By Eric Jankiewicz
While the city moves forward with plans to create an express bus service that would run along Woodhaven Boulevard, some residents in Rockaway are pushing for the revival of a subway line that once ran from Rockaway to northern Queens.
“They never even considered the train tracks which are right nearby,” said Phillip McManus, president of the Queens Public Transit Committee. “We support mass transit that’s going to make a big difference.”
McManus and his group are based out of Rockaway Beach and they have held “rallies” during Select Bus Service, the city’s name for express buses, meetings and workshops. They are against Select Bus Service on Woodhaven Blvd because they fear that traffic will increase and advocate for the restoration of a train line that was owned by the Long Island Rail Road and ran between Rego Park and Rockaway Beach. The line was closed in the 1950s after a fire cut service in the middle of the line.
McManus and others argue that the A line that currently serves the Rockaways is undependable and doesn’t reach most parts of Queens.
“It’s quicker to get to Brooklyn than to Forest Hills from Rockaway,” McManus said. “It’s ridiculous.”

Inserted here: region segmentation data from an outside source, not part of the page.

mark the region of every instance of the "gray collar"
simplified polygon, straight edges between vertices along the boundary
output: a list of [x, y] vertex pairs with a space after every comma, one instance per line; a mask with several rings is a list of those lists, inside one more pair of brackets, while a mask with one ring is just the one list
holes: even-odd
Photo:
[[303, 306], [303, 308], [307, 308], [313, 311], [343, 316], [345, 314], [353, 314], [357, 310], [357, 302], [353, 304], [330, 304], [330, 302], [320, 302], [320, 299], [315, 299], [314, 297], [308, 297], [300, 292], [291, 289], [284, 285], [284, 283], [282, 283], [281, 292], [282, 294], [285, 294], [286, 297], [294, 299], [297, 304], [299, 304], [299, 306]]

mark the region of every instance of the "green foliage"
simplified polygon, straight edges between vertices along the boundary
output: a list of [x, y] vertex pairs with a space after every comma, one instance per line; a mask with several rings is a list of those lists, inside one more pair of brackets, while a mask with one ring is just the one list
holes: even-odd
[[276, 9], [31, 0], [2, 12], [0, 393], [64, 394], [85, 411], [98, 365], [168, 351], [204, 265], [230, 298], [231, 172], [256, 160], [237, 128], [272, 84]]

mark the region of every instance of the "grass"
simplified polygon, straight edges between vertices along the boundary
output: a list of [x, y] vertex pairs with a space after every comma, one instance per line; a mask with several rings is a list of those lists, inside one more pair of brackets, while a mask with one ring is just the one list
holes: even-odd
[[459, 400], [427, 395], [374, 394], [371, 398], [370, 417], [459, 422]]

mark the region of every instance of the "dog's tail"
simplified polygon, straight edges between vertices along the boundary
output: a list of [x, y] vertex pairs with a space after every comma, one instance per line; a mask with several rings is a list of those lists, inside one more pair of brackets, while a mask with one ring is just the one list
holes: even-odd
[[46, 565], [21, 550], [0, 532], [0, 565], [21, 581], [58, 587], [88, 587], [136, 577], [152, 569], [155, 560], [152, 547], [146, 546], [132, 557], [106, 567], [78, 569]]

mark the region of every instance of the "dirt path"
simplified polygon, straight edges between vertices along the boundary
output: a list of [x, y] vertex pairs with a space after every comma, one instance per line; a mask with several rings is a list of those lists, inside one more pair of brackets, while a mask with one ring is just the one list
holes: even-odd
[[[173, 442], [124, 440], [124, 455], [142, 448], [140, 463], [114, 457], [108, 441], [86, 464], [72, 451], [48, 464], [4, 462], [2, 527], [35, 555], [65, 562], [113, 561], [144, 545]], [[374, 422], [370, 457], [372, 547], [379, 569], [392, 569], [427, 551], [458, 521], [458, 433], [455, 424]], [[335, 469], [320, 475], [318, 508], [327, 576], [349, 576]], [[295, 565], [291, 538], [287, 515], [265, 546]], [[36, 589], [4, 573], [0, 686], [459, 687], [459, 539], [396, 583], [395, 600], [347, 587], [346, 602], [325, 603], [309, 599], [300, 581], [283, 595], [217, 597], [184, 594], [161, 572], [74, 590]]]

The city is holding public workshops throughout April for the public to give their feedback on the block-by-block street redesigns that were recently released. Advocates are calling the design the city’s most ambitious bus project aimed at reducing travel times north and south along Woodhaven Boulevard and Crossbay Boulevard.
The design features bus-only lanes along the main road and some argue, including McManus, that the bus only lanes will increase traffic congestion. Transit advocates say it will decrease traffic by establishing an order on the road and reducing skirmishes between buses and cars that can take place on the road.
According to the city, the creation of Select Bus Service (SBS) doesn’t mean that a Rockaway train line will never come to fruition.
“These two projects – Woodhaven/Cross Bay Boulevard SBS and Rockaway Beach Line – are not in direct competition,” a spokesman for the Department of Transportation said. “Bringing SBS to Woodhaven Blvd and Cross Bay Blvd does not preclude the reactivation of the Rockaway Beach Line.”
And Joan Byron, a supporter of SBS and lead researcher at Pratt Center, noted that the abandoned line doesn’t have the long reach that an express bus service on Woodhaven Boulevard would have by running all the way up to Flushing.
“It’s hard to see it making sense to revive it as a LIRR branch,” Byron said . “The subway system is just slammed. The only way to increase capacity is to look at how we can improve the performance of the bus system.”